Oilchange International, a UK based campaigning group, published a document last year outlining what it called oil bosses’ “selective scepticism” towards renewable power and non-hydrocarbon burning cars. Citing the companies’ own documents and forecasts, it said that BP and ExxonMobil estimated costs for renewable energy and electric vehicles that were well above mainstream industry estimates, implying their adoption would be far less widespread, and hydrocarbons consequently more ubiquitous. For instance, BP’s forecast for solar costs in 2050 was higher than the actual average cost in 2016. All of which makes a groundbreaking New York lawsuit that has just been brought against Exxon seem somewhat, well, out of leftfield.

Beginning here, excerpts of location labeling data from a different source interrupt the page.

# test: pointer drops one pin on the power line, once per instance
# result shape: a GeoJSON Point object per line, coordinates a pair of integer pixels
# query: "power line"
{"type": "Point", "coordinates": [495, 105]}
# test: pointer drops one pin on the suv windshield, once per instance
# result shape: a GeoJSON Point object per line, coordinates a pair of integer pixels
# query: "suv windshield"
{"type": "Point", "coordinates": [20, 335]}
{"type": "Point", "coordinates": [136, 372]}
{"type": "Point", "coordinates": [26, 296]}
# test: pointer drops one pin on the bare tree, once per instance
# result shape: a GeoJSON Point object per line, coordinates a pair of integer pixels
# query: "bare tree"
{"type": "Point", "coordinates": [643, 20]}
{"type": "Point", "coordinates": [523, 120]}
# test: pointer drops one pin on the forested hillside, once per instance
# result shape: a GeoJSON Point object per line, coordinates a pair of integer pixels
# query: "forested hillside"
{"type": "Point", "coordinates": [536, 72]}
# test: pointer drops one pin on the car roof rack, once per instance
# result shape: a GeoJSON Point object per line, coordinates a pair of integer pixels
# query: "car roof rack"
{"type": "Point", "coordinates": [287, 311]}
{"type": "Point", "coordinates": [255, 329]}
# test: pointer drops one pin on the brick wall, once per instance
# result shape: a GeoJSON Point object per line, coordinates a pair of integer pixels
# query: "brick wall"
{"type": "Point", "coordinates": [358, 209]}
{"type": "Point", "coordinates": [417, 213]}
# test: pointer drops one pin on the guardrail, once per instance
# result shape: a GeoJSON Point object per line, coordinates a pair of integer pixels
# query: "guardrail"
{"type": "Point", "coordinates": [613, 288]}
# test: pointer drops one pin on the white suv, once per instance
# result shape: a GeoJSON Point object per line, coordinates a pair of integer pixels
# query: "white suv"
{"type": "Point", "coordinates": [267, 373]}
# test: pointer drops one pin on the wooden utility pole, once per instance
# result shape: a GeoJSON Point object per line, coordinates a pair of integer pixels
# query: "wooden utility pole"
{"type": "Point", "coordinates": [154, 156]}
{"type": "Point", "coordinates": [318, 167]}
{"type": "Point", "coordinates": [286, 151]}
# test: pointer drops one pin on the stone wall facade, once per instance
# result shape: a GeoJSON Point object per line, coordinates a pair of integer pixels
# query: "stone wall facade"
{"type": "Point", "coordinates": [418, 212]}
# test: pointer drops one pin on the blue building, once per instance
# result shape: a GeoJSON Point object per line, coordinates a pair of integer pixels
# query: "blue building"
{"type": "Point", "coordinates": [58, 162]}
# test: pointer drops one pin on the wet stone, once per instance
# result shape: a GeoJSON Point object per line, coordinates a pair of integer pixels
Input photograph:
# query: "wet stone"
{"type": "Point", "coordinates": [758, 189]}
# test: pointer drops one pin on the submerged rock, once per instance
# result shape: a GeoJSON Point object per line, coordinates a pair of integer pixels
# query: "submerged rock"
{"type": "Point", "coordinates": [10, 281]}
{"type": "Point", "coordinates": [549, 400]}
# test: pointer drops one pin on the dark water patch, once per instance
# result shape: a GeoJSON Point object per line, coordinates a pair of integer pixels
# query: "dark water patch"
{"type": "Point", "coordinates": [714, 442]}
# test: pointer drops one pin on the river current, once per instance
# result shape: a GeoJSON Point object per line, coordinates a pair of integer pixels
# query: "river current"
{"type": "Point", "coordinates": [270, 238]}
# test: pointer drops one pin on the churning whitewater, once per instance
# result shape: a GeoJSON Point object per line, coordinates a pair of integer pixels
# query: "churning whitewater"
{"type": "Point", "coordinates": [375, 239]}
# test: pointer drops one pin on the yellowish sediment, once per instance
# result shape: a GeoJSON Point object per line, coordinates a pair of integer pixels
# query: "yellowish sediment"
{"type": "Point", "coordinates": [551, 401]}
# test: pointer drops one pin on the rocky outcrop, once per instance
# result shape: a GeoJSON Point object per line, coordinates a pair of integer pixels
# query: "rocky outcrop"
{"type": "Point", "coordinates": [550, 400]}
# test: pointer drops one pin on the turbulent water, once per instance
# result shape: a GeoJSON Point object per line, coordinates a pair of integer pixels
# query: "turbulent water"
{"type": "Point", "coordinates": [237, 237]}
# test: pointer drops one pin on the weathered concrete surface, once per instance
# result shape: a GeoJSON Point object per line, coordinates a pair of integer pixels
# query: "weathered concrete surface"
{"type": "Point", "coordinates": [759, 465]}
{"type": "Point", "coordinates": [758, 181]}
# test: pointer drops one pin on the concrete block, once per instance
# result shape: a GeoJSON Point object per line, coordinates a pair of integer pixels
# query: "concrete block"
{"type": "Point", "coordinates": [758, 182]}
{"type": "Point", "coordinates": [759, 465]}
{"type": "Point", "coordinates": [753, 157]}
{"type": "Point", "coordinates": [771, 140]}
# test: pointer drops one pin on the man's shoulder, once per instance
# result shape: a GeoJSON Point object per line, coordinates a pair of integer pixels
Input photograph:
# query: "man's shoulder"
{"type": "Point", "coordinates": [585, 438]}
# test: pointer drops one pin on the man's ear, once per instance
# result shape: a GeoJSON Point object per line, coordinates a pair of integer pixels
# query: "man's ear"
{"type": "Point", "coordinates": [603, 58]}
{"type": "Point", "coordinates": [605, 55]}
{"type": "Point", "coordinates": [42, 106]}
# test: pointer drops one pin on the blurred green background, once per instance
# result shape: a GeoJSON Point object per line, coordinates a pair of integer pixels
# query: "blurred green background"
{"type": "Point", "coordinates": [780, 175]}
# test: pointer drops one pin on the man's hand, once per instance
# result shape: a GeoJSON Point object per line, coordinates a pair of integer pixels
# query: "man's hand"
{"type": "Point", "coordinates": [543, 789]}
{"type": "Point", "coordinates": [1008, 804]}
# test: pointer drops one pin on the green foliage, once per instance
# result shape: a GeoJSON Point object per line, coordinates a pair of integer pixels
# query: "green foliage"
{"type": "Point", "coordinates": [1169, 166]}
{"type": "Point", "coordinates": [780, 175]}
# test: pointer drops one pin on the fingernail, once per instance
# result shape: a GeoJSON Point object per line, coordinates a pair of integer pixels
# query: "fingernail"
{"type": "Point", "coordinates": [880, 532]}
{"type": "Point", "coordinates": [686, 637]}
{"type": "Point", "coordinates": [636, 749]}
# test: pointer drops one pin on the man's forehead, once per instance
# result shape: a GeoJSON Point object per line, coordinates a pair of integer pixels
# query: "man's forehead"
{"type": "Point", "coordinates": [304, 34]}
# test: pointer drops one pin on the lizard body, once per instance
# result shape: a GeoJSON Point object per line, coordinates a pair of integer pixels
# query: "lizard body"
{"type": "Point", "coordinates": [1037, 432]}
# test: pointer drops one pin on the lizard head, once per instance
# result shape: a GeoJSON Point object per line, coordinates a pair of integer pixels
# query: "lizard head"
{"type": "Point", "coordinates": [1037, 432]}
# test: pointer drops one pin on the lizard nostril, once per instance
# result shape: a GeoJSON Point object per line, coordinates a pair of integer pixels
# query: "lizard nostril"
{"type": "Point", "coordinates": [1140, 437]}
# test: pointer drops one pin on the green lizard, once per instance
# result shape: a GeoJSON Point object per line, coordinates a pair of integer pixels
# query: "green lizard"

The oil supermajor has been accused of securities fraud by Barbara Underwood, the state’s attorney-general, over some of its climate disclosures. Exxon isn’t accused of bamboozling investors by painting a rosy picture of the prospects for oil and gas while secretly preparing for something much more unfriendly. Quite the reverse. The company actually told investors that its business faced strong headwinds from high “proxy costs” associated with restrictions on future emissions.

Meanwhile, its internal planners used far lower numbers when deciding whether or not to allocate capital to investment projects. Ms Underwood described this as a “façade to deceive investors”. But it’s a pretty rum old fraud. How were those investors being diddled, exactly? By being dissuaded from buying Exxon’s shares, and hence missing out on all the juicy profits the insiders secretly predicted?